My Sister
My sister and I,
We don't always see eye to eye,
I don't always like her,
We don't always get along...
But we're stuck with each other.
Rain or shine.
When the world comes crashing down,
She's there like that--
Ready to put aside differences
To hold me up when I am weak
And I would do the same
Because I am my sister's keeper.
I know I must help her
Just as she must help me.
It's always we...
We make each other strong
Even when we don't agree.
We are one,
My sister and I.
According to Omega Psi Phi Fraternity, Inc., "friendship is essential to the soul." Many people attribute friendship as a major aspect of BGLOs, and many have also questioned this notion of friendship. I've heard everything from Greek life being a way of "buying friends" to the comparison of membership in an organization to networking (which of course people would then point out, can be found elsewhere). Well, I don't particularly agree with their sentiments (the questioners, that is--friendship is definitely essential to the soul): my sorors are not necessarily my friends nor my network, they're my sorors...
Friendship
Some of my sorors were my friends before I joined my organization. Some of my sorors became my friends after I joined my organization. There are many sorors, however, that I would have never met, never hung out with, and never spoken to, had I not joined my organization. While we may be sorors, we're still not "besties." Sisterhood is different than friendship. You can have two sisters that can't stand each other, but they're still sisters. Two friends that can't stand each other quickly become two people who used to be friends, or they never become friends at all. The people I call my friends, I've known for years and years. When I visit the city they live in, of course they welcome me. My sorors, on the other hand, may have become sorors just yesterday, but they also welcome me when I visit their city.
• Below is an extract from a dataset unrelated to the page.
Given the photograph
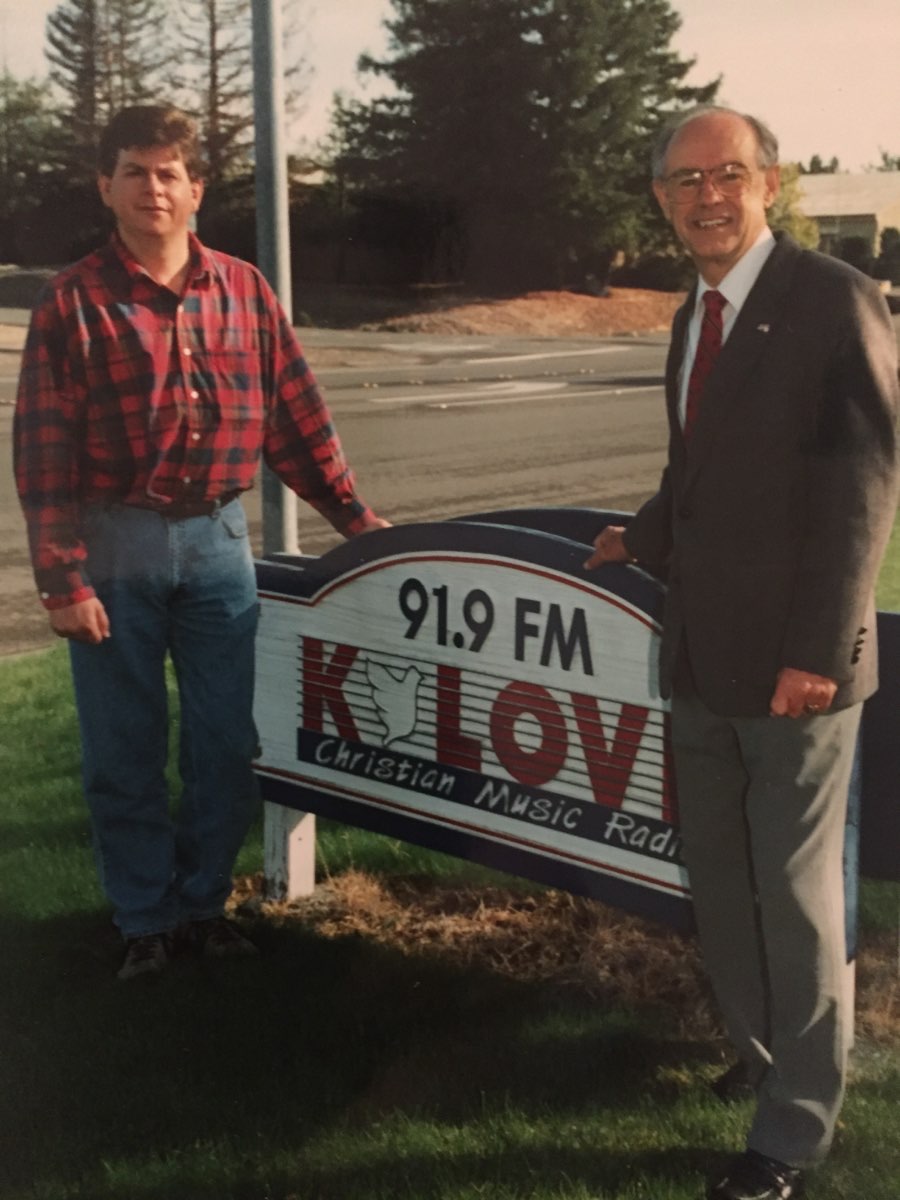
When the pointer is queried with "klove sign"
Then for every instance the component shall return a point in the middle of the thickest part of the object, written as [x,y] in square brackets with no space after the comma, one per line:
[469,687]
The number of friends I have is very small (thus the number of cities I have friends in is also very small), but the number of sorors I have is quite large.
You see, I don't have any friends living in Minneapolis, MN (it's the first city that came to my mind), but I do have sorors there. If I were to take a job there, it would take time before I made friends and settled in. Some of those friends might end up being sorors, some of them may be people I meet at work or at other functions/activities I take part in. But when I'm looking for an apartment, visiting the area to see how I like it, and trying to find my way around in general, I have sorors there that will help me. For example, when I moved from my undergraduate university to my graduate university, I didn't know anyone in the city I moved to. Yet, when I went to visit the university, I called the sorors and they were happy to meet up with me. When I moved, they met up with me again, helped me find my way around the city/campus, checked on me to make sure I was alright, told me what sections of town to stay away from, etc. Sure, I eventually made other friends who were not members of my organization, and likewise, some of my sorors became good friends. The point, is that I always had someone there for me; I always have sisters.
Networking
I've been a member of my organization for six years, and I've only met one soror who was in my field of study so far. Membership in the organization could provide you with network connections, but I would hardly recommend it as a substitute for professional organizations such as NSBE or SWE. You can never have too many network connections, though! Surely it can't hurt. That being said, just as friendship is different than sister/brotherhood, networks are different than sister/brotherhood as well. Networks are usually for acquaintances and business purposes. It's not likely that your network connection offers you his/her couch instead of forcing you to buy a hotel room. You may go out for drinks with a network connection, but if you have one too many, you look bad and may ruin your connection. If you go out for drinks with your soror/brother and have too many, they're going to take care of you, and then give you a talking to later. Similar to sister/brotherhood, network connections are not necessarily your friends; they have a different place in your life. I have a network with the people I work with, but we have little in common. I don't particularly want to see them after work, and they're definitely not the people I would call if I was, say, in the hospital.
Family
The people in your organization become your extended family--you might not like all of them and some of them will probably embarrass you. However, they're always there when you need them. It's great to have friends; but it's also great to know that while I'm 2 hours away from my nearest non-soror friend, I have plenty of sorors around that I can count on like family. That's what you get when you join a BGLO, not a few friends, not a network, but a family, and family is forever.